Julius Werner has posted comments on this change. ( https://review.coreboot.org/c/coreboot/+/39893 )
Change subject: Documentation: Add proposal for firmware unit testing ......................................................................
Patch Set 1:
(2 comments)
https://review.coreboot.org/c/coreboot/+/39893/1/Documentation/technotes/202... File Documentation/technotes/2020-03-unit-testing-coreboot.md:
https://review.coreboot.org/c/coreboot/+/39893/1/Documentation/technotes/202... PS1, Line 67: Requirements
Are any of the frameworks small enough to build into a linuxboot payload so we can run unit tests as […]
I feel like that would sort of defeat the purpose of unit tests, which is to be something that anyone can quickly and easily run from their local development machine. It would also preclude us from running them in the CI (which I think we definitely want).
I think we should use the crossgcc x86_64-pc-linux-gnu toolchain to build these (at least as an option, and that should be what the CI uses), then we hopefully cover most of the compiler-specific details that an actual firmware build would also have. Most unit tests (at least at first) could probably be architecture-independent (even for src/arch/ code, unless it specifically uses inline assembly or stuff). If we ever really want to test all architectures (probably a low priority thing compared to getting test coverage across the code base first), we'd probably want to do something with QEMU (like the Chrome OS SDK does).
https://review.coreboot.org/c/coreboot/+/39893/1/Documentation/technotes/202... PS1, Line 190: Cmocka also include support : for mocks. One thing to investigate would be how we can mock out headers and inline functions. Cmocka has nice mocking support using that __wrap_ linker feature, but unfortunately it only works for actual link-level functions. Many places in coreboot use inlines (and for important reasons they have to be inlined, and would maybe not even work right if you forced them to be not inline).

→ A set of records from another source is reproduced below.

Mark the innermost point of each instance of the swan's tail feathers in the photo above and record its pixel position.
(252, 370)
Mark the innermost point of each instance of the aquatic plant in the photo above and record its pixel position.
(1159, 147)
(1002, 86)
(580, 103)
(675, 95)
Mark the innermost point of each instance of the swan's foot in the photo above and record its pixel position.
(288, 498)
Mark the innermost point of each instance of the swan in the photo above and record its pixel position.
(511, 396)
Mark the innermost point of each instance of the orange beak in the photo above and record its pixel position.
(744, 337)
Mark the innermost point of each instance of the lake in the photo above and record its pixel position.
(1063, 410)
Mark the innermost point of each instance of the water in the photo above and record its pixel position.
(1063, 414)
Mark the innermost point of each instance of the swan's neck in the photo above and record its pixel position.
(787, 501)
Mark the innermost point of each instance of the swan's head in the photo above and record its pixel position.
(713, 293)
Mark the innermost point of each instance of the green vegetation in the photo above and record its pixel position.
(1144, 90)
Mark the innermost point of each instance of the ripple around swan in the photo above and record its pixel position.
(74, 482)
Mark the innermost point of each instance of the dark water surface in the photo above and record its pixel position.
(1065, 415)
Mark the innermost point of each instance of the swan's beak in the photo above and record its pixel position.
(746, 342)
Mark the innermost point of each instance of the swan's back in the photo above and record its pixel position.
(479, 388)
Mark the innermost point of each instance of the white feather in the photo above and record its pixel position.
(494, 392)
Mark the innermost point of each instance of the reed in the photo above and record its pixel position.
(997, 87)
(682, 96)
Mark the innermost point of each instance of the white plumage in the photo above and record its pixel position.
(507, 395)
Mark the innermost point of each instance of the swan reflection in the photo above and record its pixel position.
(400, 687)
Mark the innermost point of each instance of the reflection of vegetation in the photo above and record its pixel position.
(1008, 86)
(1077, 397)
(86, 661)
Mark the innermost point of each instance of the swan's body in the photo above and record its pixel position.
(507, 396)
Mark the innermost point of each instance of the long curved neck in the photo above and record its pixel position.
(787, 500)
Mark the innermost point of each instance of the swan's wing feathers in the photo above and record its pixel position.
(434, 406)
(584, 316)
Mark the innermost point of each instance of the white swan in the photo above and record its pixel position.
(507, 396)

For example, say I wanted to unit test src/arch/arm64/armv8/mmu.c -- it would be great to have a test that builds some page tables and then compares the output with hardcoded values to ensure they were built correctly. Unfortunately the code calls things like raw_write_ttbr0_el3() or tlbiall_el3() all over the place, which are inline functions inserting a specific inline assembly instruction. Those instructions won't work when building this for an x86 host, and I also want to confirm that they were called with the expected parameters, so I need to be able to mock them out somehow.
We would probably want to have an '-I test/include' before the normal coreboot include path when building for tests so we can mock those headers out. Since the same inline functions are used across many different files we'd want to test, we'll probably want to have a common library of header mocks that can be used by multiple tests somehow.